Robust model averaging prediction of longitudinal response with ultrahigh-dimensional covariates
報告人簡介
栗家量,新加坡國立大學統計與應用概率系教授,同時在杜克大學-新加坡國大醫學院兼職教授。栗教授,2001年在中國科學技術大學獲得統計學學士學位,分別于2005年和2006年在美國威斯康星大學麥迪遜分校獲得公共健康學碩士學位和統計學博士學位。現在研究興趣包括工具變量、子集分析、變點模型、結構方程、精準醫學、診斷醫學、模型平均、非參、生存分析等。已發表論文160余篇,他是ASA和IMS的Fellow和ISI的Elected Member。
內容簡介
Model averaging is an attractive ensemble technique to construct fast and accurate prediction. Despite of having been widely practiced in cross-sectional data analysis, its application to longitudinal data is rather limited so far. We consider model averaging for longitudinal response when the number of covariates is ultrahigh. To this end, we propose a novel two-stage procedure in which variable screening is first conducted and then followed by model averaging.

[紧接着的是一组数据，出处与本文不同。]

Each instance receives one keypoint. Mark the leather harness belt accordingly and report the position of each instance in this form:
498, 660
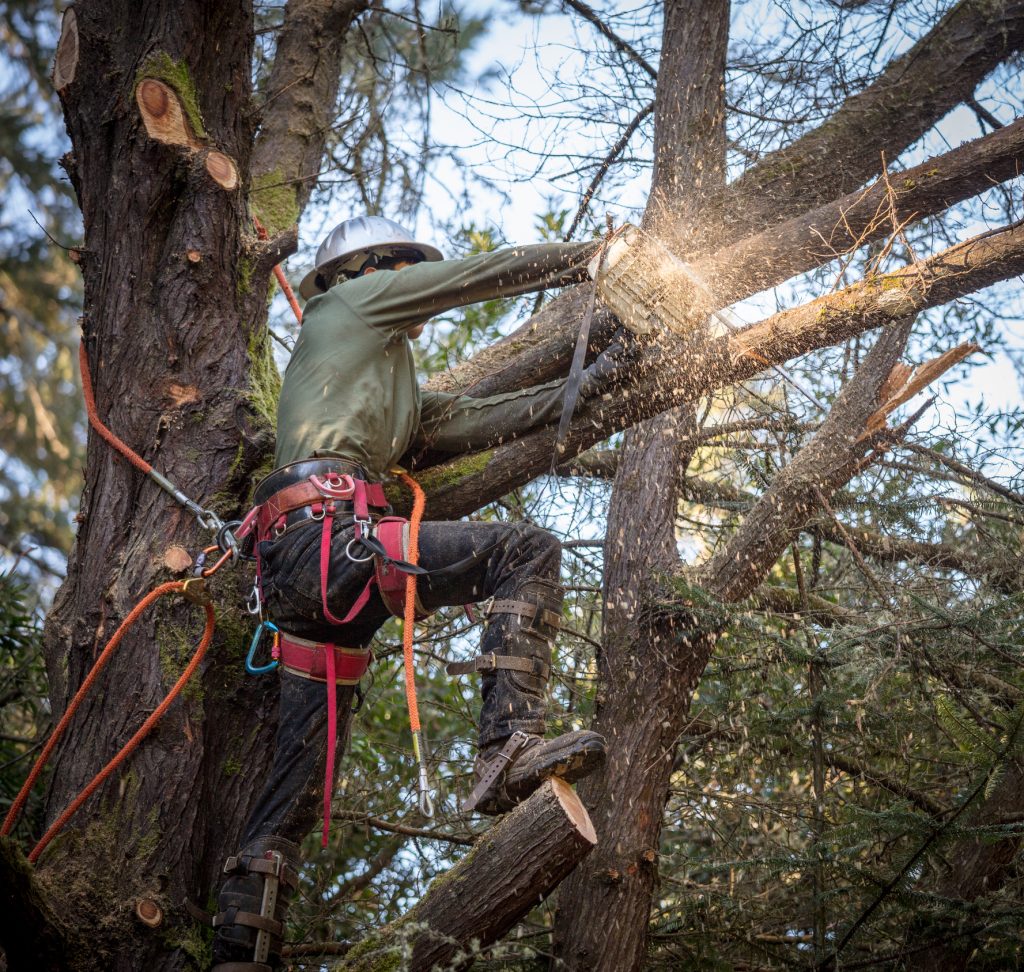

In both stages, a robust rank-based estimation function is introduced to cope with potential outliers and heavy-tailed error distributions, while the longitudinal correlation is modelled by a modified Cholesky decomposition method and properly incorporated to achieve efficiency. Asymptotic properties of our proposed methods are rigorously established, including screening consistency and convergence of the model averaging predictor, with uncertainties in the screening step and selected model set both taken into account. Extensive simulation studies demonstrate that our method outperforms existing competitors, resulting in significant improvements in screening and prediction performance. Finally, we apply our proposed framework to analyse a human microbiome dataset, showing the capability of our procedure in resolving robust prediction using massive metabolites.